Within the white matter, we found no group differences in WMSH severity, in contrast to our finding of increased WMSH in long-term abstinent alcoholics (Fein et al., 2009). The absence of any significant group differences in either periventricular or deep WMSH volumes is not surprising, due to the relatively young age of our sample (on average over a decade younger than the sample in our study of long-term abstinent alcoholics). Although age is the most important predictor of WMSH load, appreciable amounts of WMSH are not usually found in individuals under 40 (Awad et al., 1986).
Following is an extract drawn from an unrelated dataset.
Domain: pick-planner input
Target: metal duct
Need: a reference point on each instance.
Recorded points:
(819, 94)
On average, TxN had slightly larger craniums than controls, indicating that TxN may have enjoyed a slightly higher brain reserve capacity than our sample of controls. This is opposite to the finding of reduced intracranial vault size (i.e., cranium size) in early onset treated alcoholics (Gilman et al., 2007). Our results are suggestive of a selection bias in TxN toward individuals with higher brain (and cognitive) reserve capacity. These results demonstrate the importance of examining selection bias indicators in complex and demanding studies. This selection bias, if real (note that it was only a trend in the analyses presented here), would attenuate any cognitive effects of alcohol dependence in the TxN sample.
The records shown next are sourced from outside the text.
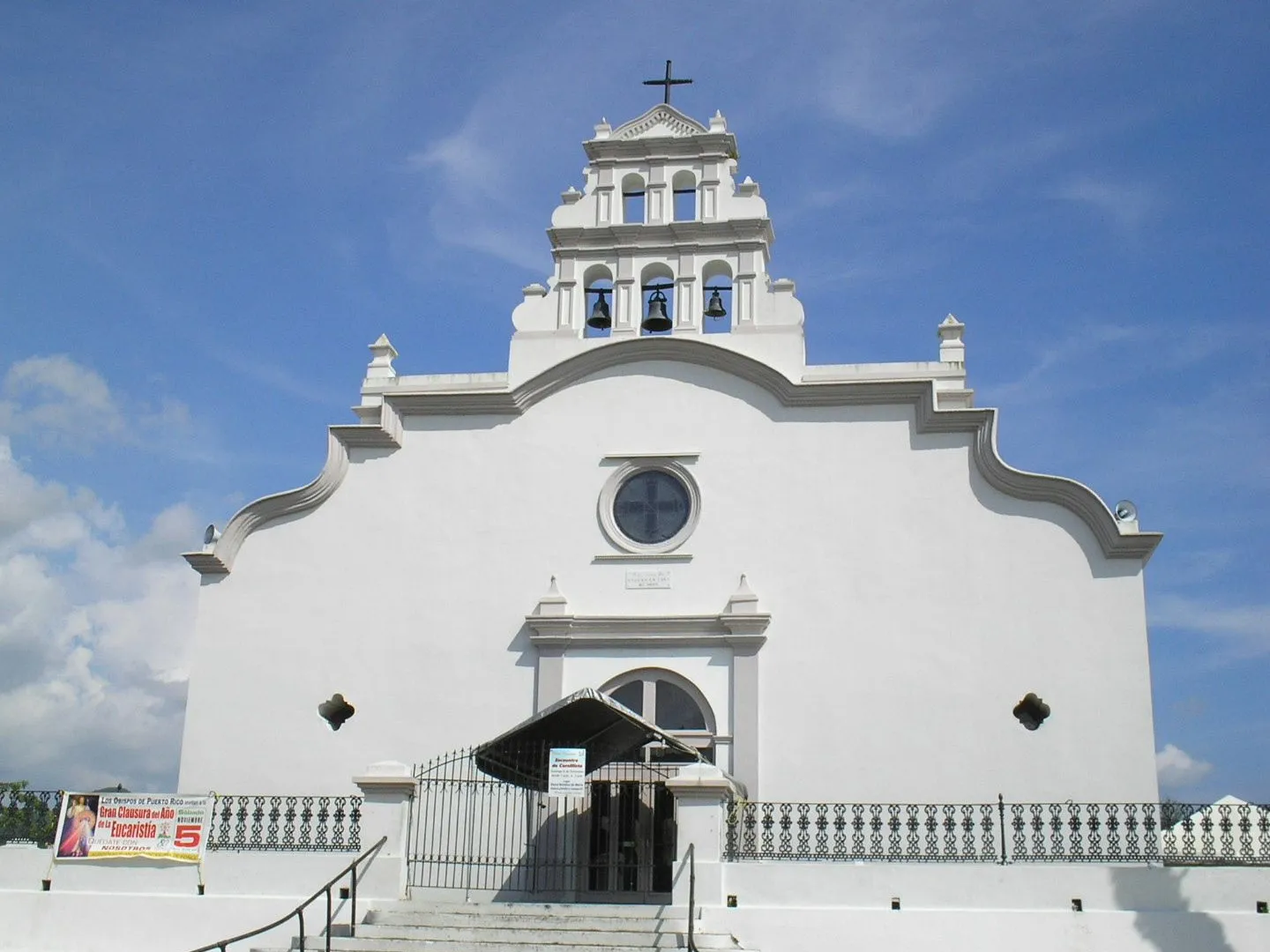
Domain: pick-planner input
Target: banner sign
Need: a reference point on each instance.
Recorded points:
(116, 825)
(566, 772)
A limitation of this study is that we did not measure tobacco smoking in our samples. There is evidence that smoking is highly associated with white matter damage, and that between 80 and 95% of alcoholics smoke cigarettes (Patten et al., 1996), three times higher than among the population as whole. Cigarette smoking is thought to be associated with increased WMSH burden, an indicator of white matter damage, independent of hypertension (Fukuda and Kitani, 1996). Gazdzinski et al. found preliminary evidence that comorbid cigarette smoking in alcoholics accounts for some of the cortical gray matter loss (2005). Moreover, Mon et al. found that cerebral perfusion improved in non-smoking recovering alcoholics, while this improvement was hindered in alcohol abstainers who continued to smoke (2009).
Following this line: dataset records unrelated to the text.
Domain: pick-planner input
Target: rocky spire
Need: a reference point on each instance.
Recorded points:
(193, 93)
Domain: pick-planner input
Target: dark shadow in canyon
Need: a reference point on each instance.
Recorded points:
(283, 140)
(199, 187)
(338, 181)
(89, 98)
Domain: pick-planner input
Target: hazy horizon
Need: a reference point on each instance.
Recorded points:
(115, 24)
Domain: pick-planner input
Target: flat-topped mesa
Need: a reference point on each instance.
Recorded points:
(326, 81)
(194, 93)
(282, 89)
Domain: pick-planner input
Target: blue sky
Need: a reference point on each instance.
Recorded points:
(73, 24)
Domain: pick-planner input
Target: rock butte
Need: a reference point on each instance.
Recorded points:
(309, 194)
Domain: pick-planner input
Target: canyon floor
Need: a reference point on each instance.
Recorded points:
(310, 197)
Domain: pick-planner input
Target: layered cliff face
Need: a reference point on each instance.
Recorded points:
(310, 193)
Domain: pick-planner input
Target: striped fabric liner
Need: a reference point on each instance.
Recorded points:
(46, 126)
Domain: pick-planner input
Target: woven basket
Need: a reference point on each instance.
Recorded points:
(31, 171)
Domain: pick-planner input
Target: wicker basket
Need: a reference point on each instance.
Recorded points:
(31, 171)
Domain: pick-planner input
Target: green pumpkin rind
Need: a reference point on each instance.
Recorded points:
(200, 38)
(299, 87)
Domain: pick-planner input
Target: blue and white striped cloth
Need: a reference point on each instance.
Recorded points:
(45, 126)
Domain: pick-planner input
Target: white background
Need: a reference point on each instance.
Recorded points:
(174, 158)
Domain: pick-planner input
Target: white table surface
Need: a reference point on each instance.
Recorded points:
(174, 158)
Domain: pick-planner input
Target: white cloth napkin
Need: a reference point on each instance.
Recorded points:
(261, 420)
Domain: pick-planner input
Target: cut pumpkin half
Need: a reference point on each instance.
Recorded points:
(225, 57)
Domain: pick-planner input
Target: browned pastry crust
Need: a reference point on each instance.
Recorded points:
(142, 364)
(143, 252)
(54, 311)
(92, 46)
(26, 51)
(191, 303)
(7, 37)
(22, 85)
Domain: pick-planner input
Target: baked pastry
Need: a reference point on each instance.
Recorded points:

In conclusion, we found a synergistic effect of alcohol dependence and aging on gray matter shrinkage, implying that the shrinkage will get worse as the TxN sample ages. This has potential important public health consequences, portending increasing brain morbidity of alcoholics as individuals age. Our results in the current study and in our study of elderly LTAA also point out the presence of selection bias in studies of clinical samples of alcoholics, and suggest that such selection bias will make it very difficult to measure the phenomena of increased brain morbidity of alcohol dependence in elderly cohorts. These issues are exacerbated when other neurodegenerative diseases associated with aging (e.g., Alzheimer's Disease, Cerebrovascular Disease, etc.) add their morbidity to the aging cohort. Nonetheless, the possibility of increased brain morbidity of alcohol dependence in elderly cohorts is a very important area of study, with increasing public health implications as the population of the country ages, and underlines the importance of developing creative and innovative sampling plans to study this phenomenon.
This work was supported by NIAAA Grants AA11311 and AA13659 and by NIDA (SBIR contract HHSN271200688434C). We also express our appreciation to the NRI recruitment and assessment staff, and to each of our volunteer research participants.